Prosthetic Challenges
Despite functional advantages, prosthetic design for Syme amputees presents a unique challenge. The residual limb has a bulbous shape at the bottom, where the heel pad creates a wider circumference than the narrower shin above it. This inverted geometry makes it difficult for conventional rigid sockets to fit comfortably. The prosthesis must be wide enough to slip over the bulge at the bottom but then snug enough higher up to stay secure, which often creates pressure points in some areas and gaps in others.
The long length of the residual limb creates a second problem: there isn’t much vertical space between the end of the stump and the ground.

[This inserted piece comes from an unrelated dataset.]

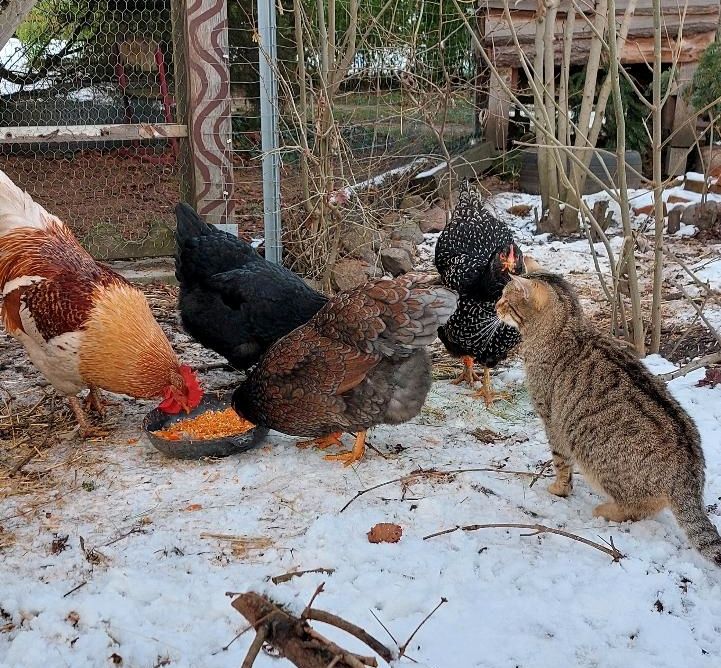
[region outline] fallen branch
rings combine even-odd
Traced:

Standard prosthetic feet with built-in springs or articulating ankle joints need a certain amount of room, and Syme amputees often don’t have it. This limits the options for energy-storing feet that improve walking comfort and efficiency.
Newer designs are addressing both issues. Adjustable socket systems use suspension-based approaches rather than rigid shells, distributing pressure more evenly and accommodating the unusual stump geometry. These allow for day-to-day adjustments as the limb swells or shrinks, which is a common frustration with traditional sockets.
Weight-Bearing After Surgery
A study of 68 patients with Syme amputations from industrial injuries measured how much weight they actually placed on the end of the stump using pressure sensors. While the procedure is designed for end-bearing, the reality is more nuanced. The majority of patients in that study needed a prosthesis designed to partially offload the stump tip, distributing some pressure to the sides of the lower leg as well. Older prosthetic designs using a leather corset around the calf were actually the most effective at reducing end-bearing loads, though they’ve largely been replaced by more modern socket designs for comfort and cosmetic reasons.
This doesn’t mean the end-bearing capacity is wasted. Even partial weight-bearing through the stump tip, combined with the preserved sensation in the heel pad, gives Syme amputees significantly better balance and proprioception than those with higher amputations. The brain receives real-time information about ground contact through the intact nerves in the heel tissue, which translates to a more natural and confident gait.